The Digitalmars C compiler has an option to log runtime execution information by a profiler. And it has a good overview what can be done to help the compiler: http://www.digitalmars.com/ctg/ctgOptimizer.html
An other approach could be to take a look at: http://en.wikipedia.org/wiki/High_Level_Assembly
My experience is, that looking at the generated ASM code for the top-most used functions and than re-writing them in a more C-assemblish-style helps the compiler to generate better code.
And if you start measuring cache-line-misses etc. it's getting even harder to optimize.
Still in 2007, your brain is much better at this as any compiler I know... and I bet it will stay this for a very, very long time.
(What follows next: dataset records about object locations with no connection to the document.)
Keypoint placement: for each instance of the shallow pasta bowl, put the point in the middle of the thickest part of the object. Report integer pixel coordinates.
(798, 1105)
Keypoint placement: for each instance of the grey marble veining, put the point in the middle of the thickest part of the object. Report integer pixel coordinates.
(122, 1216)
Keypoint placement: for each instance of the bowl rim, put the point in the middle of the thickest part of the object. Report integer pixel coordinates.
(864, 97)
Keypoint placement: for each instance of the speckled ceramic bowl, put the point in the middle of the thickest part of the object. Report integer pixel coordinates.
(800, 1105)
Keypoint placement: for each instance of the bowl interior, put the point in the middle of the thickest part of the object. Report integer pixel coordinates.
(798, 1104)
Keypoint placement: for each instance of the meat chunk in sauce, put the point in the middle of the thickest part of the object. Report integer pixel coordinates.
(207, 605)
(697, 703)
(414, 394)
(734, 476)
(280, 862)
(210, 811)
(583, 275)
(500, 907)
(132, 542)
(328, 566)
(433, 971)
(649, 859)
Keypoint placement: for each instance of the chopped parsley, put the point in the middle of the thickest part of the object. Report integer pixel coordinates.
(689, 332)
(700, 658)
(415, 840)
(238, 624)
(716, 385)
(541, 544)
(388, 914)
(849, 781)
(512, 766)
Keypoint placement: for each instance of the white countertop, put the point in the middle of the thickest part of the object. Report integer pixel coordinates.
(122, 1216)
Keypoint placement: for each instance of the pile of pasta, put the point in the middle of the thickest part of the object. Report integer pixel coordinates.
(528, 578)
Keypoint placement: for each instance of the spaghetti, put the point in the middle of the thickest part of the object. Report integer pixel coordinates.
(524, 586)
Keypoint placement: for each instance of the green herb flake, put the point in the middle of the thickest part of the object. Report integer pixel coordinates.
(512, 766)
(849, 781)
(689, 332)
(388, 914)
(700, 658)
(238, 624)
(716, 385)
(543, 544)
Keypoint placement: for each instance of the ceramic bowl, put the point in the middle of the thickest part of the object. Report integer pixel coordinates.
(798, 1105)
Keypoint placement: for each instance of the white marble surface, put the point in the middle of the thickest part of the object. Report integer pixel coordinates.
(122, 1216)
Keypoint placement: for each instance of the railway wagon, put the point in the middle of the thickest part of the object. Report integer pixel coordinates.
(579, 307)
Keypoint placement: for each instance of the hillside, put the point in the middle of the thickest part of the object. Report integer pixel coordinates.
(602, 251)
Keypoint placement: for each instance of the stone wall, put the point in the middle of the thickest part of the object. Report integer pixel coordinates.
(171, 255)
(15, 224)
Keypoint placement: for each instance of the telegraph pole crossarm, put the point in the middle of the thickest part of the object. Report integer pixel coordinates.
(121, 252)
Lets assume something like the following:
# define __thread __declspec(thread)
__thread int* ds_base;
__thread int ds_top;
#define DS_PUSH(x) ds_base[++ds_top] = x
Then, compiling a simple DS_PUSH(10) with gcc -O2  results in:
movl %gs:0, %eax
movl ds_top@NTPOFF(%eax), %edx
movl %edx, ds_top@NTPOFF(%eax)
movl ds_base@NTPOFF(%eax), %eax
movl $10, (%eax,%edx,4)
Compiling with gcc without -O2 generates 7 instructions.
Using cl /O2  results in:
mov ecx, DWORD PTR fs:__tls_array
mov eax, DWORD PTR __tls_index
mov eax, DWORD PTR [ecx+eax*4]
add DWORD PTR _ds_top[eax], 1
mov ecx, DWORD PTR _ds_top[eax]
mov edx, DWORD PTR _ds_base[eax]
mov DWORD PTR [edx+ecx*4], 10
Compiling with cl without /O2 generates 17 instructions. So obviously /O2 makes things a lot better, here.
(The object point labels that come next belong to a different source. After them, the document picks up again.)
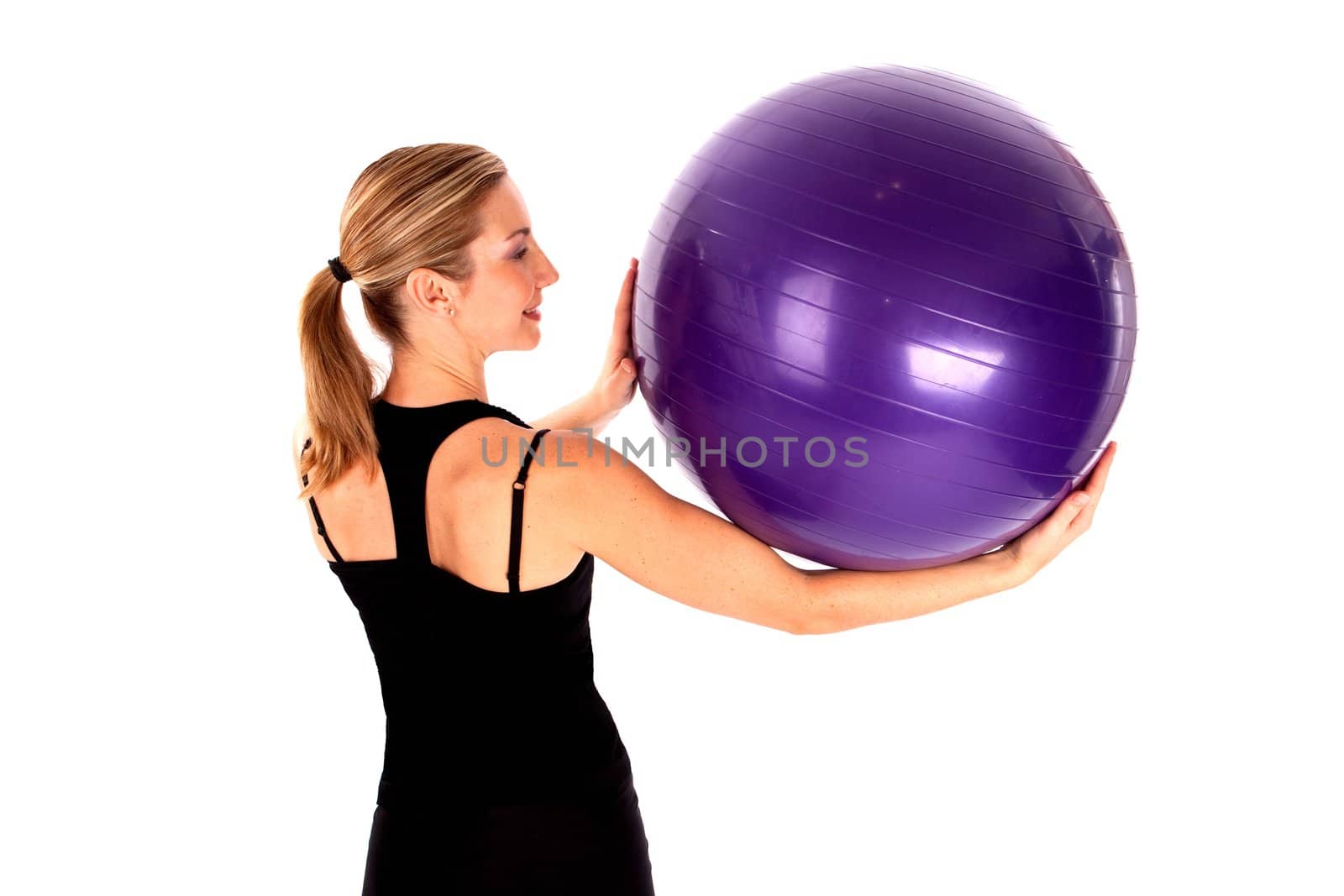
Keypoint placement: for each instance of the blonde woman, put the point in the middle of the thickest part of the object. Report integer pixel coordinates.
(503, 770)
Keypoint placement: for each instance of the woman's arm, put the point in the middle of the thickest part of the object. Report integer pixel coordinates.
(683, 553)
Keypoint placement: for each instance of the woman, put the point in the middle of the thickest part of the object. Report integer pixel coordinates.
(503, 770)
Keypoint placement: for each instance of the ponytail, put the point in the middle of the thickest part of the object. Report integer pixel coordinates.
(414, 207)
(338, 383)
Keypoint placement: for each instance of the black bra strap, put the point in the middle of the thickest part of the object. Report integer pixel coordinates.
(318, 517)
(515, 542)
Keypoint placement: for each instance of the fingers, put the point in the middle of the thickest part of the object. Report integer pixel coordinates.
(625, 301)
(1095, 488)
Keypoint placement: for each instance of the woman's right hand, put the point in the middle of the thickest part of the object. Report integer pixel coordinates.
(1041, 544)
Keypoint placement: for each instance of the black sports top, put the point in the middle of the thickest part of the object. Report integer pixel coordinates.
(488, 694)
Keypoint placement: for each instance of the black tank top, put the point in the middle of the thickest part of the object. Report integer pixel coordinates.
(488, 694)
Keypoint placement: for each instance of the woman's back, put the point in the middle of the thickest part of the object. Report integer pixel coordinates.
(494, 725)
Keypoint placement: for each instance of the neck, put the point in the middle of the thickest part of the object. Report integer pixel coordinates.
(416, 382)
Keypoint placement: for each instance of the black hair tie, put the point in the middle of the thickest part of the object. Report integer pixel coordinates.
(339, 270)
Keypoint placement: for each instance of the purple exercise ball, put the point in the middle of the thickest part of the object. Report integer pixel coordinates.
(900, 308)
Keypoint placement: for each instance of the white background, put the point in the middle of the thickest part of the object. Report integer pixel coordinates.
(190, 703)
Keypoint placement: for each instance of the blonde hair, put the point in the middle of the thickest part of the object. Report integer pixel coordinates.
(414, 207)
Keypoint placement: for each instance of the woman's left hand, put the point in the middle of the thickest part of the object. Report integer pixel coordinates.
(616, 380)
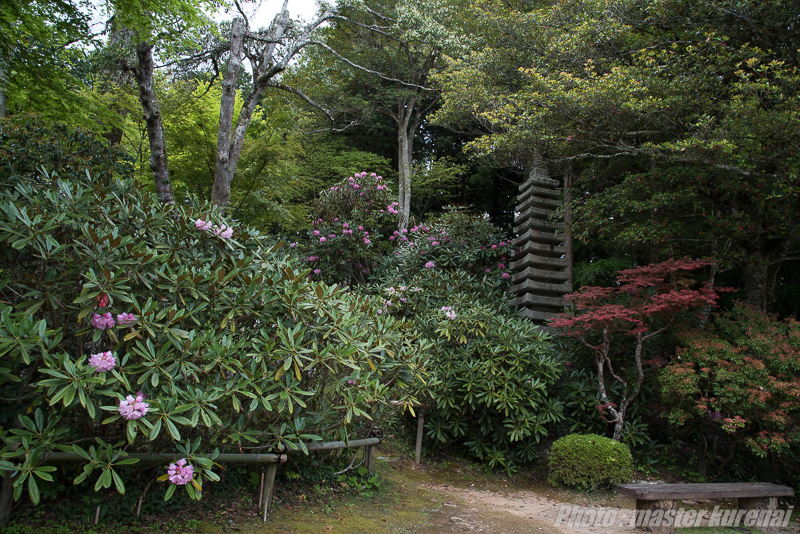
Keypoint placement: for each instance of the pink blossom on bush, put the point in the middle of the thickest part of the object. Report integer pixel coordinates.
(225, 232)
(133, 408)
(126, 318)
(102, 361)
(180, 473)
(101, 322)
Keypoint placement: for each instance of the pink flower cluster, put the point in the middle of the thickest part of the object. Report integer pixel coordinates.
(101, 322)
(224, 231)
(126, 318)
(133, 408)
(102, 361)
(180, 473)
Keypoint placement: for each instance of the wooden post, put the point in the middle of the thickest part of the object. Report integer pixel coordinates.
(650, 516)
(761, 505)
(369, 458)
(420, 428)
(268, 484)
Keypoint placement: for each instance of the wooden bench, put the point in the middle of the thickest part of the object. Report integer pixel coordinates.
(655, 502)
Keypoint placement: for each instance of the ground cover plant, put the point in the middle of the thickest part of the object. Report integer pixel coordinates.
(589, 462)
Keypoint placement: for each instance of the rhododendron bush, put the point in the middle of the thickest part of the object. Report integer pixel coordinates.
(128, 326)
(353, 215)
(492, 373)
(738, 382)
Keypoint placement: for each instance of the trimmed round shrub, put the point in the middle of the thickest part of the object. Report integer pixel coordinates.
(589, 461)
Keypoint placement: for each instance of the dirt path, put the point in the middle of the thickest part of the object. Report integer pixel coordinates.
(453, 497)
(470, 510)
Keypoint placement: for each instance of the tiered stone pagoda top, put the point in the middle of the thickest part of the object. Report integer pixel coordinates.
(541, 261)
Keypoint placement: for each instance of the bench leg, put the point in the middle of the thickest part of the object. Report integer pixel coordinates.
(760, 508)
(655, 516)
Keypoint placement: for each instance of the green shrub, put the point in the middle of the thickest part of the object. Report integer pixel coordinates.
(220, 343)
(492, 373)
(589, 461)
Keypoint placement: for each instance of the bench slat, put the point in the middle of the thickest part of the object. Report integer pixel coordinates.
(657, 492)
 gcc (GCC) 3.3.5 (Debian 1:3.3.5-13) on linux/x86
 Microsoft (R) 32-bit C/C++ Optimizing Compiler Version 14.00.50727.42 for 80x86 on win32/x86
Thanks for the comments. Yes... we'll be sure to use a variety of compilers for the release stages, and do some tests to pick the best results.|
PS: As an OS and language person, I just like complaining about compilers, etc.|
Above link abuse
|Louis Vuitton bags outle|
Visit buyIf want to know where you want to buy a href="http://www.louisvuittonbagoutletsale.com>Louis Vuitton bags outlet sale, you can use online resources Designer Louis Vuitton bags outlet sale visit descriptions of the Louis Vuitton bags and the big guy for the different costs and other accessories. You can find the online destination and Overstock Handbagcrew reduced price handbags and designer handbags. Check out other great creators of these pages that have the same quality and you will be able to see, how much to save - prices really have to pay a department store shopping at this site is much more normal. Have fun while you shop Louis Vuitton bags outlet sale!|
Post a Comment:
You can post a comment here. Keep it on-topic.